Wilcoxon test

As this requires the statistics toolbox, the function RANKSUM and SIGNRANK are available to the users. What does this function adds to those two?

ERRATA CORRIGE: the TIEADJ value computed by TIEDRANK is quite different from correction reported in several books. The same for z-value because W is approximated with a normal distribution with mean=0 and std.dev=1. In this algorithm the tie correction is computed as reported in Stanton A. Glantz book and the normal distribution has mean=0 and a calculated std.dev (depending on tie correction).

You have right. I fixed the bug and uploaded the new file.

The Wilcoxon's test is a paired test. Infact it test if the differences observed in a group after an event (in exemplum drug subministration) are caused by the event or by chance. If your vectors differ in length you must delete the uncoupled data. I think there isn't any other solutions.

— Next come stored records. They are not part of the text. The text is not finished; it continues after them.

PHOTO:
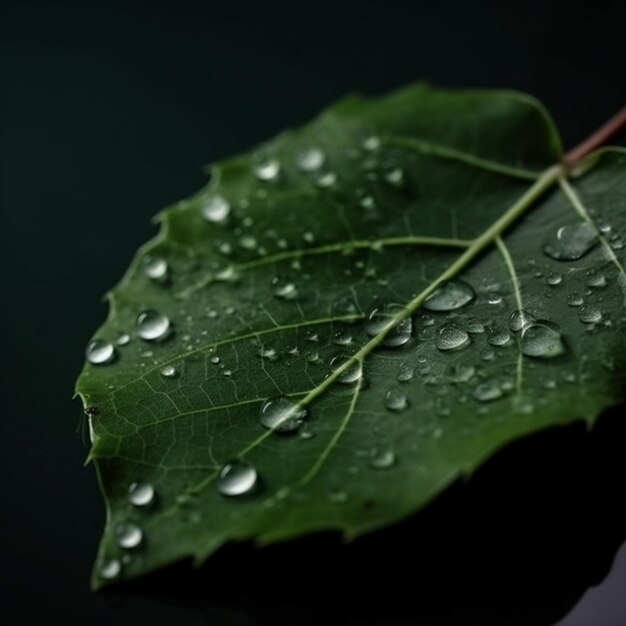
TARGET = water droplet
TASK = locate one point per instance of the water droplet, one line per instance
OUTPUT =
(110, 569)
(267, 169)
(473, 325)
(450, 337)
(519, 320)
(487, 391)
(553, 278)
(382, 458)
(327, 180)
(597, 280)
(123, 339)
(571, 242)
(128, 536)
(152, 325)
(155, 268)
(236, 478)
(462, 373)
(169, 371)
(216, 209)
(372, 143)
(396, 400)
(141, 494)
(541, 341)
(574, 299)
(342, 338)
(406, 373)
(287, 291)
(310, 160)
(380, 320)
(100, 352)
(282, 414)
(589, 314)
(450, 296)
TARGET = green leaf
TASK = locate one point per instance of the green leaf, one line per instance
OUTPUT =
(373, 207)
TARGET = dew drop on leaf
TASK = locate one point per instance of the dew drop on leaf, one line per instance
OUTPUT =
(450, 296)
(100, 352)
(236, 478)
(571, 242)
(539, 340)
(152, 325)
(128, 535)
(216, 209)
(140, 494)
(395, 400)
(450, 337)
(282, 414)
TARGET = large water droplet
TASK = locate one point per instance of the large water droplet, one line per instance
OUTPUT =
(310, 159)
(571, 242)
(450, 337)
(155, 267)
(267, 169)
(396, 400)
(110, 569)
(519, 320)
(450, 296)
(141, 494)
(216, 209)
(282, 414)
(236, 478)
(589, 314)
(398, 334)
(152, 325)
(128, 535)
(382, 458)
(542, 341)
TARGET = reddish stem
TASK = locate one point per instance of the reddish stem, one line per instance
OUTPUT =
(596, 139)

Only to correct and clarify my previous comment, and to recall to all that, with respect to the non parametric tests between two samples, two classes exist: (1) Independent, that can be both of the same size or not, being been able to utilize the Mann-Whitney’s test or the Wilcoxon ranks test; and (2) Dependent, that necessarily them should be of the same size, since is the same sample observed in two different circumstances or times, where applies the Wilcoxon signs and ranks test.

Also, I should clarify that in the personal thing I do not use the term unpaired to assign independent samples, since unpaired is synonym of unbalanced; neither paired for assign dependent, since paired is synonym of balanced. This by the fundamental reason that the concepts of independent or dependent arise for the itself nature of the data, and not because they are unpaired or paired.

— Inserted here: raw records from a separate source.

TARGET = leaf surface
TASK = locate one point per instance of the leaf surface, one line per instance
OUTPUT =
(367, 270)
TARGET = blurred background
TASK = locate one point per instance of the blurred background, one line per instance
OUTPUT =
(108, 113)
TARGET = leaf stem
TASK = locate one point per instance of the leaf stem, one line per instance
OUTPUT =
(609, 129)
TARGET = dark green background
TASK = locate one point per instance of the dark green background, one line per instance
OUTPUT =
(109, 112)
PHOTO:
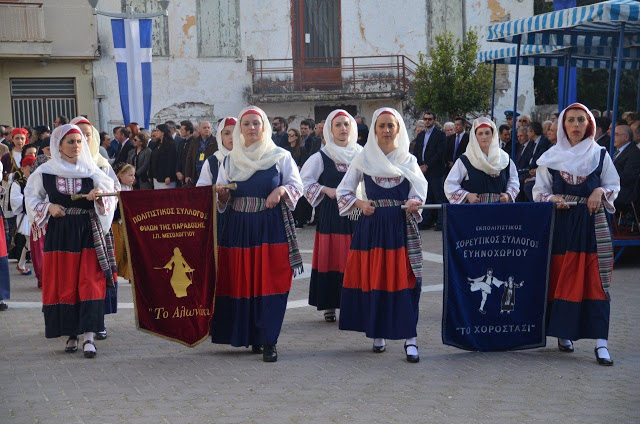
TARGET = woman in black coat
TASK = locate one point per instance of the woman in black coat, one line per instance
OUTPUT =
(140, 158)
(163, 160)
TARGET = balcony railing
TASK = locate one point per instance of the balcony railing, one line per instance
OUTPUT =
(366, 77)
(21, 22)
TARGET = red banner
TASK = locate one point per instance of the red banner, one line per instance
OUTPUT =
(171, 244)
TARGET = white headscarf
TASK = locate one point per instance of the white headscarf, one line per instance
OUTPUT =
(579, 160)
(337, 153)
(244, 161)
(222, 151)
(496, 160)
(94, 145)
(85, 167)
(373, 162)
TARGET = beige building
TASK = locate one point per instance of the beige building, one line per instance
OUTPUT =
(46, 57)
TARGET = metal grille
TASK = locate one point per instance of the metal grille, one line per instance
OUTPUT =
(60, 106)
(27, 112)
(37, 101)
(40, 87)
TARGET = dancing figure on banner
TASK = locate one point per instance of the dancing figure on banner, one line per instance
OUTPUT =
(483, 284)
(508, 302)
(181, 273)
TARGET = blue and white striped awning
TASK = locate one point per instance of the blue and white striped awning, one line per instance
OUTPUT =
(594, 25)
(549, 56)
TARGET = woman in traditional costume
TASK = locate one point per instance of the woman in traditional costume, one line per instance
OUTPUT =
(126, 174)
(321, 174)
(17, 205)
(92, 137)
(484, 173)
(224, 136)
(383, 275)
(258, 246)
(78, 265)
(209, 172)
(5, 282)
(577, 169)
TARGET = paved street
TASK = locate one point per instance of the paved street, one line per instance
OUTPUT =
(322, 374)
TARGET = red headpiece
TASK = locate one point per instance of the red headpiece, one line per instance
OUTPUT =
(483, 125)
(71, 131)
(591, 126)
(19, 131)
(27, 160)
(341, 114)
(251, 112)
(82, 121)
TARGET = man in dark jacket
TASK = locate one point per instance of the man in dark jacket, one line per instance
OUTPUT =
(310, 142)
(456, 143)
(186, 134)
(199, 150)
(126, 145)
(429, 150)
(279, 134)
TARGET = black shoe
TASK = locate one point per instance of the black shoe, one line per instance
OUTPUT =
(89, 353)
(330, 316)
(379, 349)
(568, 349)
(602, 361)
(270, 354)
(411, 358)
(71, 349)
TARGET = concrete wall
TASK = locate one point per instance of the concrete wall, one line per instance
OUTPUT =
(78, 69)
(480, 14)
(188, 86)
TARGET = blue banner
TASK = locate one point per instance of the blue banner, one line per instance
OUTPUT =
(496, 272)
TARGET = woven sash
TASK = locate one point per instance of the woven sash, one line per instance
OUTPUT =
(414, 243)
(603, 242)
(257, 204)
(489, 197)
(103, 243)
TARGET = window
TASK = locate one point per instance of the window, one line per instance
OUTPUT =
(445, 16)
(160, 25)
(218, 28)
(37, 101)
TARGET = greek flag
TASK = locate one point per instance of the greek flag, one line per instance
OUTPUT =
(132, 44)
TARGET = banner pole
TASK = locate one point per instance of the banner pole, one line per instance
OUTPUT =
(438, 206)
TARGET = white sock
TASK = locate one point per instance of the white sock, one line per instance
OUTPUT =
(22, 263)
(89, 347)
(411, 350)
(603, 353)
(565, 342)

The m-file here developed by Giuseppe it is a Wilcoxon’s test for two dependent samples for it is correct his comment that the data vectors must have the same length, and, if it is not, delete those uncoupled data. There isn't any other solutions.

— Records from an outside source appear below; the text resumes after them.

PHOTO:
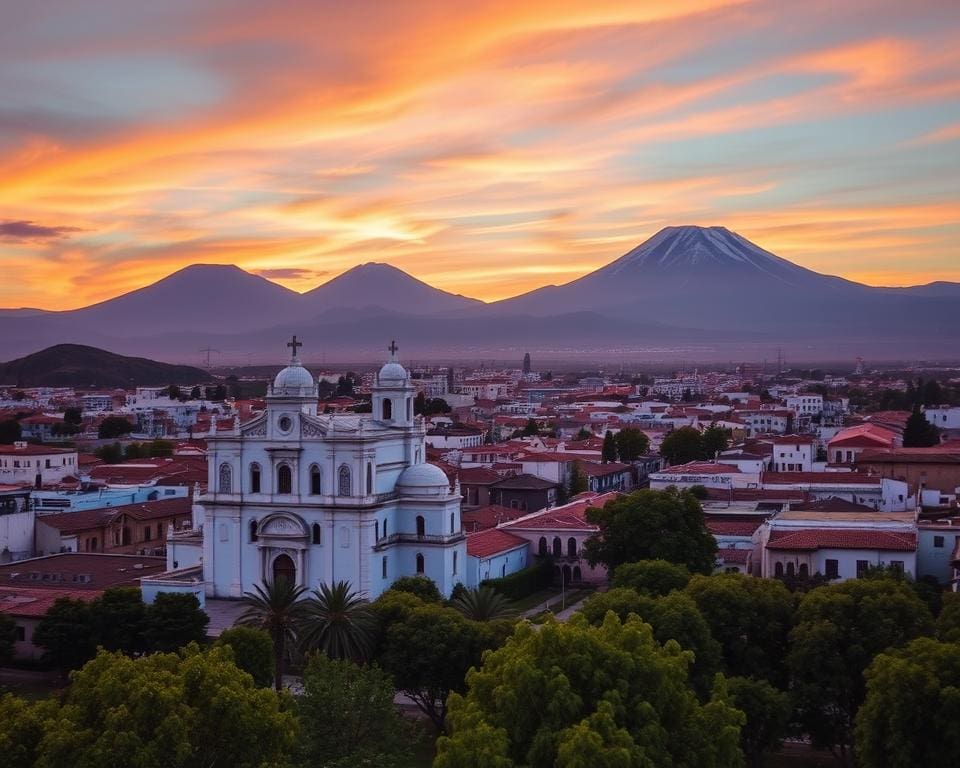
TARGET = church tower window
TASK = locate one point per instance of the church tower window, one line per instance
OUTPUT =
(284, 479)
(225, 480)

So, my previous review comment is obsolete and should be ignored.

Thanks,

Prof. Antonio Trujillo-Ortiz

Yes for all questions

Dear Shabnam,
first of all you compute W from your data. If the null hypothesisi is true, the signed rank will distribute equally between groups and so W->0. To check if W is not different from 0 you can use the normal approximation. A normal distribution has two parameters: a mean, that in this case is set to 0, and a standard deviation that is computed. Another one point: normal istribution is a continue distribution, but W is discrete. To check W against this normal distribution, it must be normalized: you will compute z=|W|/std. To include the Yates'es correction for continuity: (|W|-0.5)/std.
As you can see zW is not 0.5
Regards

A. So, do you mean that "0.5" in Line 123 (zW=(abs(W)-0.5)/sW) is the correction for continuity; however the real mean of the distribution of W is 0?
R. Yes 0.5 is the Yates'es Correction for continuity. If you have a great number of subjects W distribution can be approximated with a normal distribution that has mean=0 and a computed standard deviation.

A. I read a little about the concept of "continuity correction"; however, it seems that those methods including Yates' Correction have not been designed for the normal distribution. I really appreciate if you send me your reference on this particular case (i.e. for the normal distribution)
R. Yates'es correction can be applied in every case in which a discrete distribution is approximated by a continue distribution. If you read well you can find this in Stanton Glantz book, chapter 10. Anyway another (and clear) reference is http://faculty.vassar.edu/lowry/ch12a.html

Regards